Look, everyone wants to protect children, but you can't just throw out liberty and reasonableness to catch a handful of child abusers.
Millions of commercial Web sites and personal blogs would be required to report illegal images or videos posted by their users or pay fines of up to $300,000, if a new proposal in the U.S. Senate came into law.
The legislation, drafted by Sen. John McCain and obtained by CNET News.com, would also require Web sites that offer user profiles to delete pages posted by sex offenders. ...
After child pornography or some forms of "obscenity" are found and reported, the Web site must retain any "information relating to the facts or circumstances" of the incident for at least six months. Webmasters would be immune from civil and criminal liability if they followed the specified procedures exactly. ...

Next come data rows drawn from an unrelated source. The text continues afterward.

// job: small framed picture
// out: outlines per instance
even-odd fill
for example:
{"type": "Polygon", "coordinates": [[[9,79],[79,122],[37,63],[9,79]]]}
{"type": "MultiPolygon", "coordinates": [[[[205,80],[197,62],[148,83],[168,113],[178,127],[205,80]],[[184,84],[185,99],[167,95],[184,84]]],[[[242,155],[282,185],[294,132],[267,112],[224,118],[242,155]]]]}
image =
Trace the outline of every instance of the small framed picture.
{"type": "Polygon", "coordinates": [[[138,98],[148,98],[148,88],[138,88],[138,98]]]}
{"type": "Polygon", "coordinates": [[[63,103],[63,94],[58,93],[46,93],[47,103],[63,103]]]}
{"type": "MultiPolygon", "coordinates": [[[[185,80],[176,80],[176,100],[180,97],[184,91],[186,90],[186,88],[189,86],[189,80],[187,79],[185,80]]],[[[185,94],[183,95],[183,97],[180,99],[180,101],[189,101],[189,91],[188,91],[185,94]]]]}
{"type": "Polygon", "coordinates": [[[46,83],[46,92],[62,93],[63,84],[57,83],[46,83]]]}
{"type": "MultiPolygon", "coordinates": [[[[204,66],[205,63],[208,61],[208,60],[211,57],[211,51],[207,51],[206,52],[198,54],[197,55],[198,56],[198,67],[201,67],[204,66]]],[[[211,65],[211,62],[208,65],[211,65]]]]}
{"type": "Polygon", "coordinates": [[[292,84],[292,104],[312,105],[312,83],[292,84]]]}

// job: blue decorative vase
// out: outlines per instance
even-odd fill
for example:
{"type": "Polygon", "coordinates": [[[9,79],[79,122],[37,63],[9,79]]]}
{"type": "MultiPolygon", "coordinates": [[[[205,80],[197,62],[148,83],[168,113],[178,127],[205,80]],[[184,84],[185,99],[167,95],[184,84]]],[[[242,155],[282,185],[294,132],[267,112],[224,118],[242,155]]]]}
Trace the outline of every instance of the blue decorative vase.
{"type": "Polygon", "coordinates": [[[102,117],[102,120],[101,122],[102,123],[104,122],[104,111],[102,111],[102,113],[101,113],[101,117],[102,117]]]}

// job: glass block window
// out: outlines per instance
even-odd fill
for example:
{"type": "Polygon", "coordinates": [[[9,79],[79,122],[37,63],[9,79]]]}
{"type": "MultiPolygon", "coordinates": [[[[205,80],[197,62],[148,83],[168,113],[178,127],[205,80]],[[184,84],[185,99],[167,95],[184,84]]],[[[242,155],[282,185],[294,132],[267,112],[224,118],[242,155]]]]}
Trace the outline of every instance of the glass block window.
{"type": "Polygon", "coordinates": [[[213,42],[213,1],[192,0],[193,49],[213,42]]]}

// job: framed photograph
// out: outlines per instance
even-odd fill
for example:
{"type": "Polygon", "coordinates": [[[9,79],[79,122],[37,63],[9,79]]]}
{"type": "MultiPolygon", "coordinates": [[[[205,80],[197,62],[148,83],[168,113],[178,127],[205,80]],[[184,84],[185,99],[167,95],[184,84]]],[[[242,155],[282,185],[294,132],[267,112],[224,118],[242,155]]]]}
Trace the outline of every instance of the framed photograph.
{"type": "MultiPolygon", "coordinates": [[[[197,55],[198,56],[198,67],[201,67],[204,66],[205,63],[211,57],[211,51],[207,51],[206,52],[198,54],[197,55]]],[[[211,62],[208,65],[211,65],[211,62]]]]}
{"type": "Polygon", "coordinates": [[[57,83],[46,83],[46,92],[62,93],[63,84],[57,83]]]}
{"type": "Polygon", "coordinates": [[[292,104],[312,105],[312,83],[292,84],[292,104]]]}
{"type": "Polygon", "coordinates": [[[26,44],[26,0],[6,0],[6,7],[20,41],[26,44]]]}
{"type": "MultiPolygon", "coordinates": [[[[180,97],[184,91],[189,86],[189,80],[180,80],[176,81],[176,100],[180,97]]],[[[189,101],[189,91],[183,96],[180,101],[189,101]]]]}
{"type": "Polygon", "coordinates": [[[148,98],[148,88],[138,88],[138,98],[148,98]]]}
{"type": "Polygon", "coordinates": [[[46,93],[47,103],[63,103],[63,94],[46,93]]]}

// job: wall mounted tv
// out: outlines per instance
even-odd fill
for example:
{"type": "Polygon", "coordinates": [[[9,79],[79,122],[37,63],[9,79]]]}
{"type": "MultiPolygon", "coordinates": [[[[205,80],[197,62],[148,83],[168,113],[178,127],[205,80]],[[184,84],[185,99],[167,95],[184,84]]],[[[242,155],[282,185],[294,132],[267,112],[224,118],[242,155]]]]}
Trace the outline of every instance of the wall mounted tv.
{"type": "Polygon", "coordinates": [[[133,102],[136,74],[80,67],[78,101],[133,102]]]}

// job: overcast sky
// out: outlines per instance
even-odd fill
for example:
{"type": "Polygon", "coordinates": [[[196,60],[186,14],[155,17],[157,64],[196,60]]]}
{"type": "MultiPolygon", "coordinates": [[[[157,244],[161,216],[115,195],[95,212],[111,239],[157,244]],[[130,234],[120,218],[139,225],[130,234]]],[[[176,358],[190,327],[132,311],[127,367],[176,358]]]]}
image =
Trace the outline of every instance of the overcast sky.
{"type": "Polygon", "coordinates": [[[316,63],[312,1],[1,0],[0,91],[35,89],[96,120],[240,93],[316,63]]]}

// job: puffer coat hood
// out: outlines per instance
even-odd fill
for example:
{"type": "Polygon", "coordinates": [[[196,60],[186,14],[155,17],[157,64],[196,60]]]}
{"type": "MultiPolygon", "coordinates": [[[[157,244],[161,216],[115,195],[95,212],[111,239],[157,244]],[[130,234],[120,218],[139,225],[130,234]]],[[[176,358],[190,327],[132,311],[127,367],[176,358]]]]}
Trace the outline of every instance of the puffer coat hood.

Internet service providers already must follow those reporting requirements. But McCain's proposal is liable to be controversial because it levies the same regulatory scheme--and even stiffer penalties--on even individual bloggers who offer discussion areas on their Web sites.
That's crazy. Since when is it fair to put an obligation on ordinary citizens to report crimes and to threaten them with jail and huge fines if they don't? I expect that most people wwill eagerly remove child pornography from their website if they find it, but who wants to face a $300,000 fine if they aren't quick enough to fill out a hoard of government forms?
Plus, where does this line of reasoning end? What other crimes will we be forced to report? Most people have other things to do than to bother about catching criminals and filling out forms for the bureaucracy... that's why we hire police officers. Will truck drivers have to report speeders? Will fraternities have to report underage drinking, or questionable sexual contact? Will businesses have to monitor their employees for tax fraud?
Protecting children from abusers is a job that belongs primarily to their parents, secondarily to the police, and only tangentially to society as a whole. Threatening webmasters with jail time won't win a lot of allies, no matter how good the cause is. This sort of legislation is particularly ridiculous considering all the "shield laws" that protect journalists from having to even testify about crimes, much less actively report them.
Plus, does anyone see a problem with the fact that teenagers are supposedly wise enough to get abortions without parental consent but are apparently not capable of deciding whether or not to pose for dirty pictures? Irrationality and inconsistency are signs of bad laws.